The 446 COAD individuals were categorized within high-risk (H-R) and low-risk (L-R) cohorts depending upon median risk scoring as threshold. Survival curves from the Kaplan-Meier (KM) test were plotted through log-rank test for assessing significance of variations within patients’ survival. Furthermore, receiver operating characteristic (ROC) curves were obtained through R software to measure their area under the curve (AUC) values for individual models to elucidate their efficacy and accuracy. p < 0.05 was termed statistically important.

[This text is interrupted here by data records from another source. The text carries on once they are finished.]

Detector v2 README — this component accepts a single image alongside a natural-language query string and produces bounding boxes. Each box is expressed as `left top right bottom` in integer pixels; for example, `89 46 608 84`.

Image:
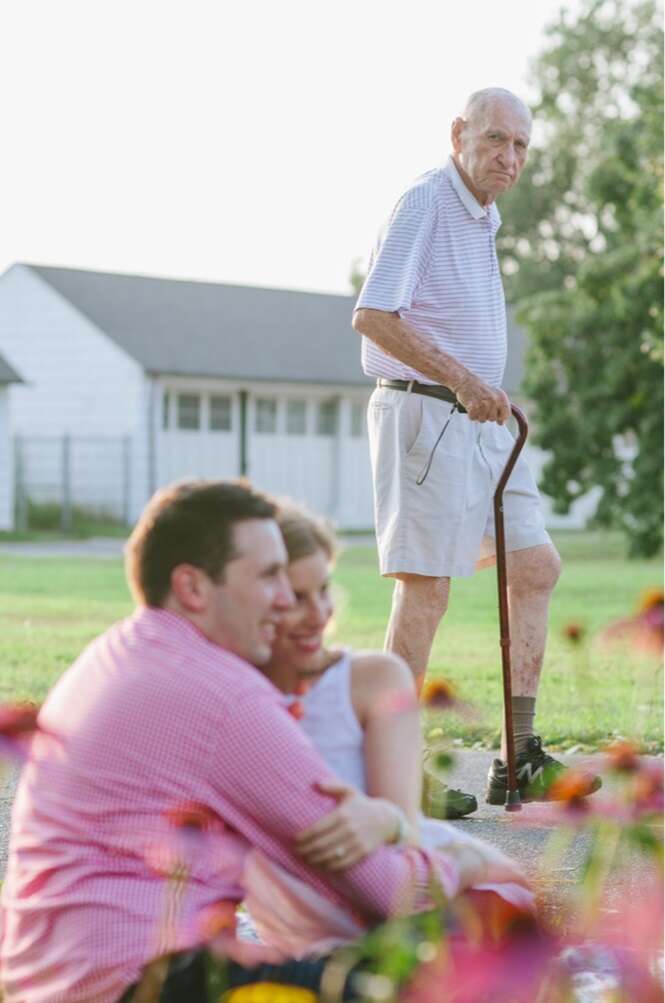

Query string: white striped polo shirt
356 158 507 387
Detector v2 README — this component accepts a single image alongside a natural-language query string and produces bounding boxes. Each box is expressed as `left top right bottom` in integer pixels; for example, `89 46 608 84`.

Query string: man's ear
450 116 466 153
171 565 210 613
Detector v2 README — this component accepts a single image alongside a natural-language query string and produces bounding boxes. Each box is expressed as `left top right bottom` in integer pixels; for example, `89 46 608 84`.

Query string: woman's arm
296 653 422 871
351 653 422 825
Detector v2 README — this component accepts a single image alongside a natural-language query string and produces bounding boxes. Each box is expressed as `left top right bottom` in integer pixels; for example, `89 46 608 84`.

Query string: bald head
450 87 532 206
462 87 532 131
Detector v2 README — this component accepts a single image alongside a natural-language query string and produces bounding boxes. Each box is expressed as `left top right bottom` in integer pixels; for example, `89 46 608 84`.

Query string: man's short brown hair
125 480 276 606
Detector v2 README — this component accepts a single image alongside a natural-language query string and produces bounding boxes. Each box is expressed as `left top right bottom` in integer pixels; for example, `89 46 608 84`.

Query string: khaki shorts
368 387 550 578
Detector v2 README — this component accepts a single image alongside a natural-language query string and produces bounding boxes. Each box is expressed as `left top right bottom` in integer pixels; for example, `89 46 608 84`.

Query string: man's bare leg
501 544 561 760
384 574 450 693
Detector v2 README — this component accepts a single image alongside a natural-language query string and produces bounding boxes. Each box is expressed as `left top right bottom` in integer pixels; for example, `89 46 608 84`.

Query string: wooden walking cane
494 403 529 811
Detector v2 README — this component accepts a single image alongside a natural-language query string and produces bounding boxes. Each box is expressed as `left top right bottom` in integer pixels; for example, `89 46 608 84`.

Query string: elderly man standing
353 87 600 817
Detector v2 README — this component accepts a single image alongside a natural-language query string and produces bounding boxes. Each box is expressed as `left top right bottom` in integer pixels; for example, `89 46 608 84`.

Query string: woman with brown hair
241 503 533 956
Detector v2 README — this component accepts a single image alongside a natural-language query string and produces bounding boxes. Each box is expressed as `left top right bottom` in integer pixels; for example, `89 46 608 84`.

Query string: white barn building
0 355 23 530
0 264 593 530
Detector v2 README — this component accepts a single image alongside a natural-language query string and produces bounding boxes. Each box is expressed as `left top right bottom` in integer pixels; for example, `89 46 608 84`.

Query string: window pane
178 393 201 428
161 391 171 428
210 396 236 432
351 400 365 438
286 400 307 435
255 397 277 435
316 400 337 435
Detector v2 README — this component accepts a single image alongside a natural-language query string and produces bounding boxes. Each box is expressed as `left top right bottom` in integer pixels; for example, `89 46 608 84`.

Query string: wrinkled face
202 519 293 665
451 100 531 205
273 551 333 672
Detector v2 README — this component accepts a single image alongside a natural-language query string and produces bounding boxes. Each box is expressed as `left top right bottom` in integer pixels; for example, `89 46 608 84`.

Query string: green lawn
0 534 663 751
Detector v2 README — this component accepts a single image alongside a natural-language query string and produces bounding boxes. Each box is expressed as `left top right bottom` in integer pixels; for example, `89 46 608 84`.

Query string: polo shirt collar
443 156 501 222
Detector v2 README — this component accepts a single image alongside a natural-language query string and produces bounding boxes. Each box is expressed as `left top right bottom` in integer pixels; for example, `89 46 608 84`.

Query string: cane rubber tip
506 790 522 811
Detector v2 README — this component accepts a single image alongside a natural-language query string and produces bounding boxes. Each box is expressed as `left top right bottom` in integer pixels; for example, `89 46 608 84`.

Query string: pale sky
0 0 578 292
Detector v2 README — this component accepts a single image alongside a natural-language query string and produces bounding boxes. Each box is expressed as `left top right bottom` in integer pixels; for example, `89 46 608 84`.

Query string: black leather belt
376 379 466 414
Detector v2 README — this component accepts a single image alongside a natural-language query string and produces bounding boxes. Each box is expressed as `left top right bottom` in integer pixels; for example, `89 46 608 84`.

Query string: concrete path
0 537 125 558
0 533 374 558
0 749 662 890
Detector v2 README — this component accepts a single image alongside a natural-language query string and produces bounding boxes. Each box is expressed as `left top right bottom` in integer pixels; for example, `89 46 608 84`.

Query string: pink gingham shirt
1 608 458 1003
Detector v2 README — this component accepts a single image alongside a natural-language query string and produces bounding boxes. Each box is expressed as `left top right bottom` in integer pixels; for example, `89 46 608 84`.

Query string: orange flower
606 738 640 773
288 700 305 721
637 588 665 613
564 623 585 644
548 769 593 811
0 703 39 738
420 679 458 710
0 703 43 759
199 899 237 941
163 801 224 832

Nomogram development depending upon fatty acid

Metabolic genes and clinical factors

It is believed that clinically a nomogram is a practical tool [16]. Therefore, a nomogram depending upon FAMGs and clinical variables was generated through “rms” R software assistance. Uni-/multi-variate Cox regression determined the corresponding factors linked with prognosis. Consequently, the Akaike information criterion (AIC) selected final nomogram variables through reversed-stepwise variable selection. Lastly, calibration curves were constructed to measure nomograms’ predictive accuracy, concordance index (C-index) was adopted for assessing discriminating ability via Hmisc software (version 4.1.1), and AUC was elucidated to represent its prognostic value by ROC curves.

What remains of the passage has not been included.